2. Workforce and Capacity Crisis

India’s police force is overworked and under-trained. An average duty shift extends to nearly 14 hours, adversely affecting efficiency and mental health. Constables—constituting about 86% of the force—often retire with minimal career progression. Training remains outdated; over 60% of personnel have not received in-service training in the past five years, leaving forces ill-equipped to deal with cybercrime, forensic investigation, and rights-based policing.

3. Diversity Deficit and Erosion of Public Trust

Low representation of women (around 12%) and minorities in the police hierarchy weakens inclusivity and perceived neutrality. This deficit translates into trust erosion—surveys reveal that a significant proportion of citizens fear police excesses, discouraging crime reporting and community cooperation.

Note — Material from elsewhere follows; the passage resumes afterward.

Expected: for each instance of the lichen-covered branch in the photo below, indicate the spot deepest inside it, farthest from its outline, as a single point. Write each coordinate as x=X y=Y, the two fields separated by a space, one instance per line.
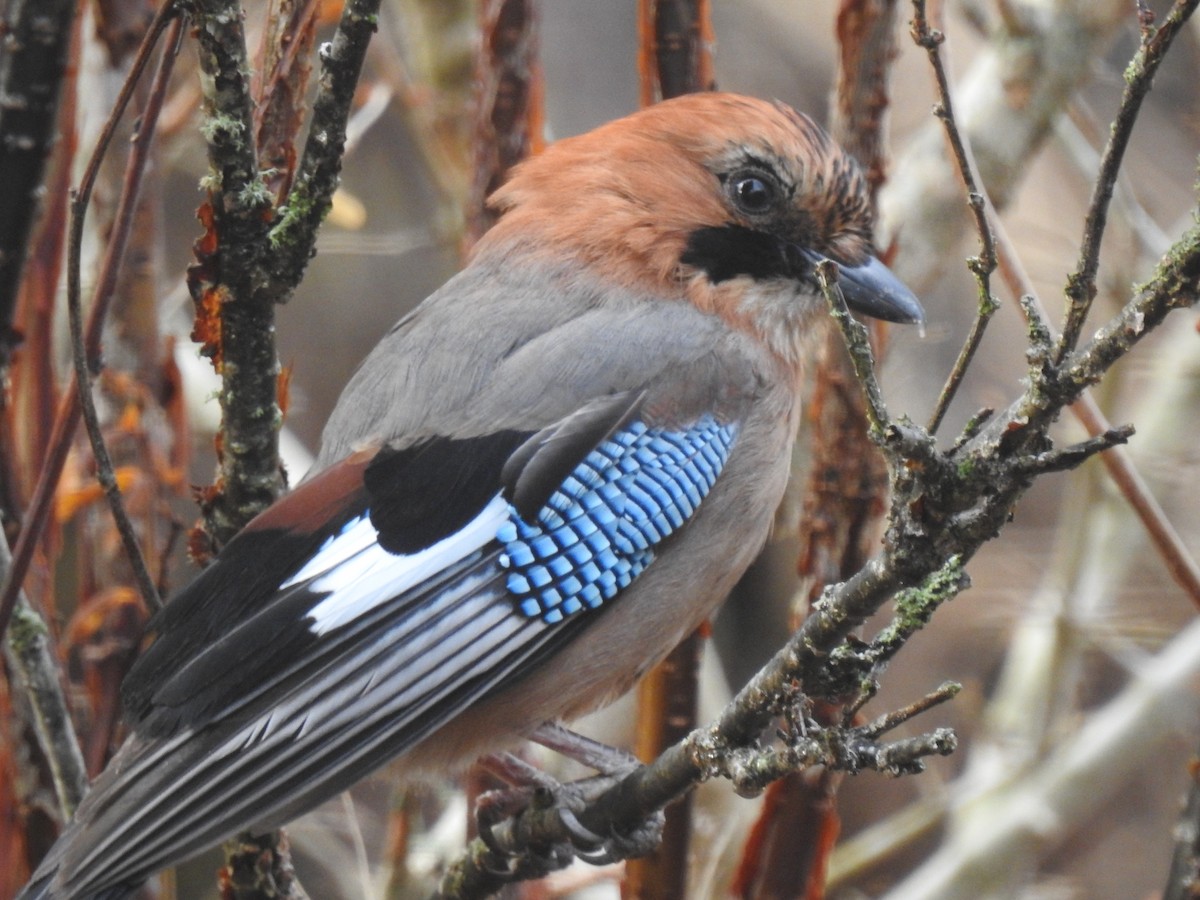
x=293 y=237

4. Human Rights and Infrastructure Challenges

Custodial violence persists due to the absence of a dedicated anti-torture law, despite India signing the UN Convention Against Torture in 1997. Infrastructure gaps further weaken policing capacity; several police stations still lack basic facilities like vehicles and communication equipment. Additionally, a substantial portion of Police Modernisation Funds remains unutilised annually.

Key Reform Recommendations

Multiple expert bodies have proposed solutions over the decades:

  • National Police Commission: Insulate police from political interference through State Security Commissions and assured tenure.
  • Ribeiro Commission: Establish Police Establishment Boards and repeal the 1861 Act.
  • Padmanabhaiah Committee: Separate investigation from law-and-order and upgrade training systems.
  • Malimath Committee: Reform criminal justice processes and strengthen victim rights.
  • Model Police Act (2006): Introduce rights-based policing with accountability mechanisms.
  • NHRC (2021): Mandate CCTV installation, shift burden of proof in custodial injuries, and enforce Supreme Court directives.

Conclusion

Police reform is not merely an administrative necessity but a democratic imperative. Implementing long-pending judicial directives, modernising training and infrastructure, ensuring diversity, and strengthening accountability mechanisms are essential for transforming India’s police from a force of control into a service of trust—central to achieving the vision of Viksit Bharat.